In 1815 bestond het grondgebied van Renswoude uit ruim 400 hectare bouwland, bijna 20 hectare weiland, zo'n 130 hectare bos, nauwelijks veengrond en ongeveer 850 hectare woeste velden, voor een groot deel bestaande uit heide.

Het dorp had één buitenplaats, 145 woningen, twee kerken en 854 inwoners. Er waren vier grote boerderijen, 34 kleine hoeven en 25 'keuters' of arbeiderswoningen. Een derde deel van het bouwland werd voor rogge gebruikt, tweederde voor boekweit, en dat vooral als veevoer. Het houtgewas werd voornamelijk als brandstof gebruikt.  Varkens en kippen werden slechts voor eigen gebruik gehouden. Helaas is het aantal schapen niet bekend, maar dit moet aanzienlijk zijn geweest. De schapen leverden wol, de grondstof voor de wolkammerijen in het dorp.

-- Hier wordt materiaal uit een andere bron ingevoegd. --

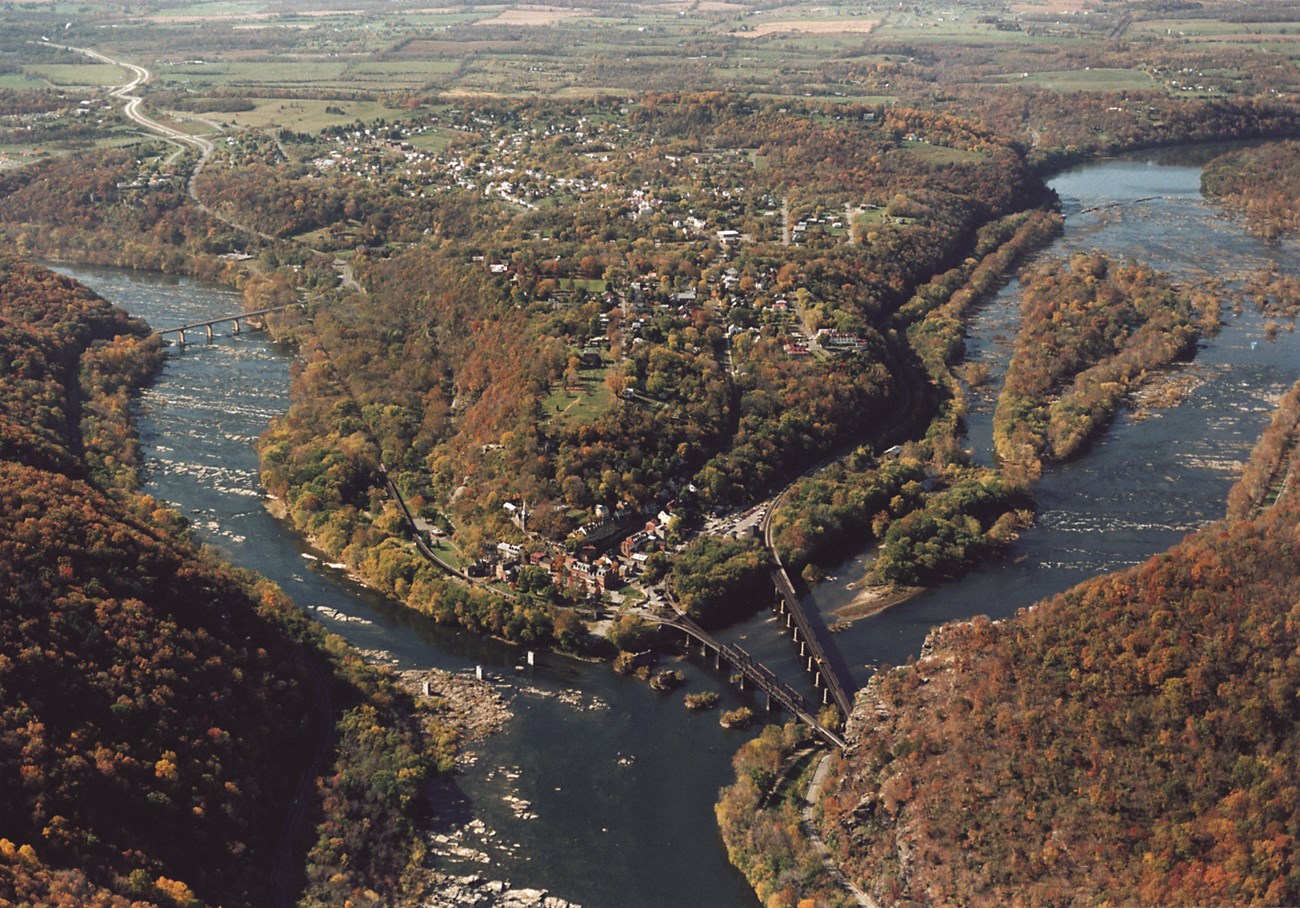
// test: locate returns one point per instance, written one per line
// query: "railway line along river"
(599, 790)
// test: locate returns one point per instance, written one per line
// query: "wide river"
(599, 790)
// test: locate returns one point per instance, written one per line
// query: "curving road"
(131, 104)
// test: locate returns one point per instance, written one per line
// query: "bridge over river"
(208, 324)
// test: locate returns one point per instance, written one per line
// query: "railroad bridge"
(208, 324)
(754, 671)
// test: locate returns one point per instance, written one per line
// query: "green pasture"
(1203, 27)
(78, 73)
(302, 115)
(21, 82)
(1086, 80)
(224, 8)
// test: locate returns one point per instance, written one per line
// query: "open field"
(302, 115)
(1087, 80)
(813, 26)
(534, 16)
(69, 74)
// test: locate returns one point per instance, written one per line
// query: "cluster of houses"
(590, 569)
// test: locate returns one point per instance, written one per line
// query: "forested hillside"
(1130, 742)
(1260, 182)
(156, 709)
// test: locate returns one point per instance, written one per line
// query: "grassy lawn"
(449, 553)
(583, 406)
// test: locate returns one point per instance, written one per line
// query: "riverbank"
(872, 601)
(472, 707)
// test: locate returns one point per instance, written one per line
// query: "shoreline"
(872, 601)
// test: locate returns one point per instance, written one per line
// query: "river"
(1143, 484)
(619, 781)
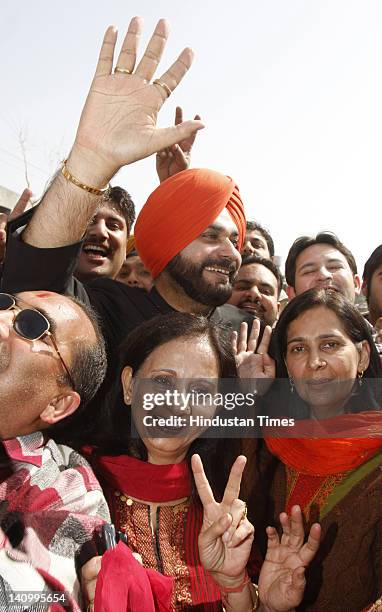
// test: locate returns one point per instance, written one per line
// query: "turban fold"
(179, 210)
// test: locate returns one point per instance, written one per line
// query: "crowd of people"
(97, 512)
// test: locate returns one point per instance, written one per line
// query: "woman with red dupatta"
(162, 503)
(330, 462)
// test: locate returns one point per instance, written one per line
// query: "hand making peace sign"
(226, 536)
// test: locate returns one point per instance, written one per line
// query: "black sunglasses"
(31, 324)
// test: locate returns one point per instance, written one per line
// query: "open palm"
(118, 122)
(282, 579)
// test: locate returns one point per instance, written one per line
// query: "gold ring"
(164, 85)
(122, 70)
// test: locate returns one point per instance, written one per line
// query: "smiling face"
(255, 244)
(184, 364)
(255, 290)
(322, 265)
(134, 274)
(323, 361)
(104, 249)
(374, 295)
(206, 267)
(31, 395)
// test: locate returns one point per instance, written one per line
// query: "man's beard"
(189, 276)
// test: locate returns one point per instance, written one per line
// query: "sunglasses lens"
(6, 301)
(30, 324)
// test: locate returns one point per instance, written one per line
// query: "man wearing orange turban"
(189, 234)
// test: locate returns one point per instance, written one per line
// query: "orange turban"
(179, 210)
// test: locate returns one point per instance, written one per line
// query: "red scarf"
(164, 483)
(359, 439)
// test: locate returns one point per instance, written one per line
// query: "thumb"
(165, 137)
(21, 204)
(91, 569)
(215, 531)
(298, 579)
(3, 221)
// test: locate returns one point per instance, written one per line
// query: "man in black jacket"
(117, 127)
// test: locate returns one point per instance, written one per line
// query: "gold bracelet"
(256, 601)
(376, 607)
(69, 177)
(254, 596)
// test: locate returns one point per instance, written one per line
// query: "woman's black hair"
(281, 399)
(115, 418)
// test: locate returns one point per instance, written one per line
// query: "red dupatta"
(164, 483)
(359, 439)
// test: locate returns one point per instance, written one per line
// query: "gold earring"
(360, 376)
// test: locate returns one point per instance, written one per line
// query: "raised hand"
(174, 159)
(378, 329)
(226, 536)
(118, 122)
(252, 357)
(282, 579)
(18, 209)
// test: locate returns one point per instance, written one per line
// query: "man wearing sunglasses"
(189, 232)
(51, 355)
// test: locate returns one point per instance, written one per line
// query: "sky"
(290, 92)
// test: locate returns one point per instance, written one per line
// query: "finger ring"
(164, 85)
(122, 70)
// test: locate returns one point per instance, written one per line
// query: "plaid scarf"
(50, 507)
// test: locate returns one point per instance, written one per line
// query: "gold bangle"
(69, 177)
(254, 596)
(376, 607)
(256, 599)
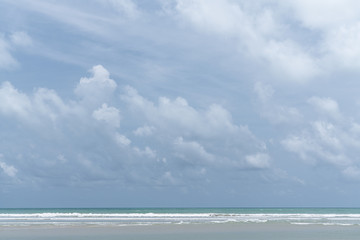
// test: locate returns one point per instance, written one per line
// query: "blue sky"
(125, 103)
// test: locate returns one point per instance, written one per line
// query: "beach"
(217, 231)
(180, 224)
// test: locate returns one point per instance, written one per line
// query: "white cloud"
(7, 61)
(287, 58)
(192, 151)
(176, 115)
(13, 102)
(272, 111)
(109, 115)
(326, 105)
(148, 152)
(257, 33)
(342, 48)
(333, 12)
(144, 131)
(96, 89)
(8, 169)
(127, 7)
(122, 140)
(21, 39)
(259, 160)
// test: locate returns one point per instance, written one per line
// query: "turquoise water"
(152, 216)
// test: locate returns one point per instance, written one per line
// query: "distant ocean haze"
(156, 216)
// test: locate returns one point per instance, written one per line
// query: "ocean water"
(177, 216)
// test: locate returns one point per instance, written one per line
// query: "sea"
(21, 217)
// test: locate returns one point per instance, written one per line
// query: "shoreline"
(202, 231)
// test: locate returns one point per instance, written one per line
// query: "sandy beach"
(228, 231)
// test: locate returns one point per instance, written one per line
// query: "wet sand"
(226, 231)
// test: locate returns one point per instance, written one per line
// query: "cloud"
(109, 115)
(259, 160)
(13, 102)
(97, 89)
(21, 39)
(333, 141)
(201, 138)
(191, 151)
(272, 111)
(333, 13)
(259, 35)
(7, 61)
(9, 170)
(127, 7)
(144, 131)
(327, 106)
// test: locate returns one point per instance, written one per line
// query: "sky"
(179, 103)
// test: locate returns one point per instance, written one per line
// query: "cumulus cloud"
(286, 57)
(259, 160)
(9, 170)
(144, 131)
(275, 113)
(109, 115)
(328, 140)
(21, 39)
(327, 106)
(201, 138)
(7, 61)
(13, 102)
(96, 89)
(127, 7)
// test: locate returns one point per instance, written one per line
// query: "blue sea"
(165, 216)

De grote oppervlakte aan heidevelden heeft ook de bijenteelt tot ontwikkeling gebracht.

Vanaf 1880

Ontwikkelingen aan het einde van de negentiende eeuw zoals de uitvinding van de stoommachine en de aanleg van een (spoor)wegennet maakten de aanvoer van elders geproduceerde goederen goedkoper. De arbeidsintensieve interne markt kon hiermee meestal niet concurreren.

Renswoude is zich na 1880 gaan toeleggen op andere vormen van landbouw. Door de uitvinding van de kunstmest kwamen er nieuwe mogelijkheden en werd veel heidegrond ontgonnen. Hierdoor ontstonden betere weilanden, waarop melkvee werd gehouden.

De bouw van een roomboter-stoomfabriek in 1899 verbeterde de verwerking en de afzet van melkproducten. Ook de oprichting van een coöperatieve landbouwvereniging in 1914 betekende een versterking van de eigen mogelijkheden.

Na de Tweede Wereldoorlog werden vele natuurlijke waterlopen gekanaliseerd, zodat de afwatering van gronden sterk verbeterde.

Kenmerkend voor het midden van de Gelderse Vallei was en is het coulissenlandschap, een halfopen landschap dat door de beplanting en bebouwing het karakter van een toneel met coulissen heeft. Door de eeuwen heen is dit landschap blijven bestaan, maar wel veranderd qua gewassen.

De drie bedrijventerreinen binnen de gemeente zorgen voor een stuk werkgelegenheid en zijn volledig uitgegeven.

De oppervlakte van de gemeente is 18,52 km² en het aantal inwoners (eind 2010) is 4.744.